The facts in the Advisory Opinion were as follows. The plan at issue was the Teamsters Joint Council No. 73 Pension Plan (the “Plan”). The Plan is a defined benefit pension plan that provides benefits for “officers, business agents, trustees, or clerical employees” of Local Unions affiliated with the Teamsters Joint Council No. 73 (the “Joint Council”) or of the Joint Council. On or about August 17, 1971, the Joint Council executed a trust agreement with its Executive Board for the Executive Board members to become the trustees of the Plan. By a resolution adopted at the Joint Council Convention in August, 1971, the Local Unions approved the Plan. The Plan rules governing eligibility have been amended from time to time. The Local Union and Joint Council make contributions to the Plan as employers.
The Joint Council is a “labor organization” as defined by applicable federal law, exempt from federal taxation under section 501 of the Internal Revenue Code. The Local Unions are also exempt from federal taxation as “labor organizations”. The Joint Council functions as the employee organization that represents the employees covered by the Plan for purposes of collective bargaining with their employers, the Local Unions. Several documents-such as the trust agreement and Board minutes- purportedly illustrate the existence of collectively bargained agreements between the Joint Council and the Local Unions to establish and maintain the Plan. These documents all focus on the existence of an obligation to make contributions to the Plan.
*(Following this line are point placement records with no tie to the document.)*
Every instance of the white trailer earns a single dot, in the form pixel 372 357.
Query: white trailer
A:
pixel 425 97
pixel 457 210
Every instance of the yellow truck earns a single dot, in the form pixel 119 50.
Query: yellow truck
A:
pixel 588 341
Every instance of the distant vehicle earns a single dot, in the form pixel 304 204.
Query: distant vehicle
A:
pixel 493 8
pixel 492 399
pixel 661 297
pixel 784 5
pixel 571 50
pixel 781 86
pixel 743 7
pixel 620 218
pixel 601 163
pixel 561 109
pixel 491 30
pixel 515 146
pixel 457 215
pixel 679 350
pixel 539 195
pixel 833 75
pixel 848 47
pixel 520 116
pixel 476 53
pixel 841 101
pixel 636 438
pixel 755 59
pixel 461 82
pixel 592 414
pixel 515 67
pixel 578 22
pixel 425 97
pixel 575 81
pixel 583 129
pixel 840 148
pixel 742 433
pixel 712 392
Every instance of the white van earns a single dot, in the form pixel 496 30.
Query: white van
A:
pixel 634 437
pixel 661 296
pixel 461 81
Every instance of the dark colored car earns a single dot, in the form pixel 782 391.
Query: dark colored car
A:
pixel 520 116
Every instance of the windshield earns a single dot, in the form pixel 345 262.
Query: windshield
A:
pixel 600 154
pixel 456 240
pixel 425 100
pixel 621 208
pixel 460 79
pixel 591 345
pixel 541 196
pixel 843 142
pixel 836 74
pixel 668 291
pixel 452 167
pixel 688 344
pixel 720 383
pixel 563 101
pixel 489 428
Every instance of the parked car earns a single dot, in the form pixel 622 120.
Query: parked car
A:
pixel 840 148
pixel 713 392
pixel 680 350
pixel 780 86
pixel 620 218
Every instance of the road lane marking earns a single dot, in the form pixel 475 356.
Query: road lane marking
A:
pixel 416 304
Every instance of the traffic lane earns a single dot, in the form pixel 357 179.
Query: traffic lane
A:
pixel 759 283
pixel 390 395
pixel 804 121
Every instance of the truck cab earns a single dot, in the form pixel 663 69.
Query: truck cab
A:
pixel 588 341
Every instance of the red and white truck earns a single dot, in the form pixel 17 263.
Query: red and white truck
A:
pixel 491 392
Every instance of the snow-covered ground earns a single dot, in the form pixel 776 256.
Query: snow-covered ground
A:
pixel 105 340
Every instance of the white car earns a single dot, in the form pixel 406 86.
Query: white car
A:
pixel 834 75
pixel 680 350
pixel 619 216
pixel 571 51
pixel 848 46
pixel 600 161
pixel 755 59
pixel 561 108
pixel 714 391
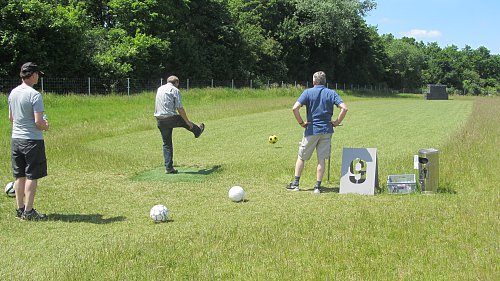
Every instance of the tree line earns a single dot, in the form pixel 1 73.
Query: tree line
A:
pixel 258 40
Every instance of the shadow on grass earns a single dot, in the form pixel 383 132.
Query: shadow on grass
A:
pixel 330 189
pixel 91 218
pixel 205 172
pixel 185 174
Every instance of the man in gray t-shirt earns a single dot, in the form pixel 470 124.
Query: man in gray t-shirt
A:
pixel 29 162
pixel 170 114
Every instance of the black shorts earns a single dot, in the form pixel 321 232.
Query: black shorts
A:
pixel 28 159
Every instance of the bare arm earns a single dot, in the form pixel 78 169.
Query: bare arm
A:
pixel 296 112
pixel 41 123
pixel 343 112
pixel 183 114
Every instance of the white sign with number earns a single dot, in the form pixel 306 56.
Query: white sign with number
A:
pixel 359 173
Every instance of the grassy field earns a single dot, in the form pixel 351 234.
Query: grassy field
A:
pixel 105 173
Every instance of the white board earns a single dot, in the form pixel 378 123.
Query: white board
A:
pixel 359 173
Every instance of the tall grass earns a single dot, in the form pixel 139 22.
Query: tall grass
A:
pixel 105 162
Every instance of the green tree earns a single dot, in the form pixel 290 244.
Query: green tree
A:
pixel 49 34
pixel 318 34
pixel 406 61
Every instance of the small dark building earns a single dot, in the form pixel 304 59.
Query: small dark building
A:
pixel 436 92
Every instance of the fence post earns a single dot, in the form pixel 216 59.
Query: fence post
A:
pixel 128 86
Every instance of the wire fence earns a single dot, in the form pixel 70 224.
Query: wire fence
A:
pixel 129 86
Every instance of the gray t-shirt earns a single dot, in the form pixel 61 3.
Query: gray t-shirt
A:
pixel 168 99
pixel 24 101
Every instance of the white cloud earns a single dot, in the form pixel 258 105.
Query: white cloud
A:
pixel 422 33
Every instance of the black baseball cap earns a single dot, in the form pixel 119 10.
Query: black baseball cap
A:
pixel 30 68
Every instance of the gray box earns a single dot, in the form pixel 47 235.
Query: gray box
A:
pixel 428 170
pixel 401 184
pixel 436 92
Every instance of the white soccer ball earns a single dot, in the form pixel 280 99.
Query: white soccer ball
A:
pixel 9 189
pixel 236 193
pixel 159 213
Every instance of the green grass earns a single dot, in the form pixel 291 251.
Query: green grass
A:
pixel 105 173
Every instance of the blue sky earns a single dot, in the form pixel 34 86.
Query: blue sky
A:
pixel 447 22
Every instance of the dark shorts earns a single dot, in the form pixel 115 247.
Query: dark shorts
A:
pixel 28 159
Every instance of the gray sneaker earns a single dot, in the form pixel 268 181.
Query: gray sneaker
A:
pixel 33 215
pixel 202 128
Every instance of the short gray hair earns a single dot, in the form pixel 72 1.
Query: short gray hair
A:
pixel 173 79
pixel 319 78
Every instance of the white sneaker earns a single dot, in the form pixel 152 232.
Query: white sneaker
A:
pixel 293 187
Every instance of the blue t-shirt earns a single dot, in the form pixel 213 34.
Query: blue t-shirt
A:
pixel 319 102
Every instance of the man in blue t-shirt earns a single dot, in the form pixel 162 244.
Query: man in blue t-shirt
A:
pixel 319 102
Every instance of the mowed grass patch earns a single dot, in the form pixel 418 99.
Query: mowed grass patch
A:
pixel 185 174
pixel 101 229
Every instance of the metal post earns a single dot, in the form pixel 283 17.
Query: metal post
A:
pixel 128 86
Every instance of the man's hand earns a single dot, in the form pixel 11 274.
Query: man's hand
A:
pixel 336 123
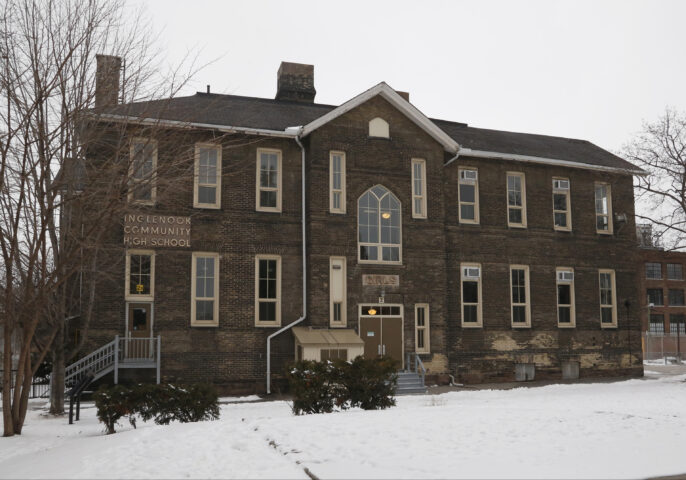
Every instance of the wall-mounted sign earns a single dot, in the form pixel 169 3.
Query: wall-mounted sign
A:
pixel 156 231
pixel 381 280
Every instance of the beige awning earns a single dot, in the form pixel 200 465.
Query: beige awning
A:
pixel 326 336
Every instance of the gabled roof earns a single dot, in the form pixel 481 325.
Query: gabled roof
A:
pixel 264 116
pixel 386 92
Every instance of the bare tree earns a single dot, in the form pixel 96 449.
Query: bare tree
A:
pixel 47 124
pixel 660 150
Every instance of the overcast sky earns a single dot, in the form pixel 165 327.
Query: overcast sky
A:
pixel 584 69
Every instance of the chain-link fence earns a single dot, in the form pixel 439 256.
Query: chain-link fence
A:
pixel 665 347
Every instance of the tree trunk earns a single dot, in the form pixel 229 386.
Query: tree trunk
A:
pixel 57 376
pixel 8 424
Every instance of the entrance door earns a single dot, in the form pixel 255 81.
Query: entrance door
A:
pixel 139 332
pixel 370 331
pixel 382 334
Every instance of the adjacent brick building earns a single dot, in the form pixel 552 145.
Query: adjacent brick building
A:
pixel 486 253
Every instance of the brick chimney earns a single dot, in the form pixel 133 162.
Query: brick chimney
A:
pixel 107 81
pixel 295 82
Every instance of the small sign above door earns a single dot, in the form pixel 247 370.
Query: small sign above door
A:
pixel 380 280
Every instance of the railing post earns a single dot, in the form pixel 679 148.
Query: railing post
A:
pixel 159 356
pixel 116 359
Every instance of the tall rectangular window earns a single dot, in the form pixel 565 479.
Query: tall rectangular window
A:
pixel 418 188
pixel 519 296
pixel 337 182
pixel 142 171
pixel 657 323
pixel 205 290
pixel 654 271
pixel 675 271
pixel 267 290
pixel 140 275
pixel 566 316
pixel 471 294
pixel 421 328
pixel 338 289
pixel 608 298
pixel 655 296
pixel 268 180
pixel 516 199
pixel 468 195
pixel 207 178
pixel 676 323
pixel 676 297
pixel 603 208
pixel 562 213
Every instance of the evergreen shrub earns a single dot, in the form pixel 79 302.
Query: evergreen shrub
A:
pixel 323 387
pixel 162 403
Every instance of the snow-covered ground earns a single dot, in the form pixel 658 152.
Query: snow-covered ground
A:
pixel 629 429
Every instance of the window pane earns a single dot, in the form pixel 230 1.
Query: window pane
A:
pixel 470 292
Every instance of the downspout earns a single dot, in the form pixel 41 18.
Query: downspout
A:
pixel 304 314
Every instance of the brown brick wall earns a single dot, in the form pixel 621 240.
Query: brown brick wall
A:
pixel 234 352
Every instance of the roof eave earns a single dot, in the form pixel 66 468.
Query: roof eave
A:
pixel 405 107
pixel 468 152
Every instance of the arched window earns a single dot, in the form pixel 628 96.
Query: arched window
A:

In analyzing the situation, the DOL said that it had not issued regulations interpreting the requirement “maintained pursuant to a collective bargaining agreement” for purposes of ERISA section 3(37). The DOL has defined, in its regulations, a similar phrase found in ERISA section 3(40)(A)(i). See 29 CFR 2510.3-40. The DOL further said that, based on the facts and regulations, it is unable to determine, in this case, whether the Plan should be treated as maintained pursuant to a collective bargaining agreement for purposes of ERISA 3(37)(G), since there is no evidence that the Plan was established or is maintained pursuant to an agreement resulting from a bona fide collective bargaining relationship. In the DOL’s view, such a conclusion in this case would require evidence of actual collective bargaining between one or more employers and an employee organization that represents the employer(s)’s employees covered by such agreement with respect to grievances, disputes, or other matters involving employment terms and conditions other than coverage under, or contributions to, the Plan. The information presented indicates only the existence of agreements by the participating Local Unions (in their capacity as employers) to make contributions to the Plan. These documents do not establish an agreement between the Local Unions, as employers, and the Joint Council, as a chosen representative of the employees, for purposes of negotiating with respect to the Plan or any other terms or conditions of employment.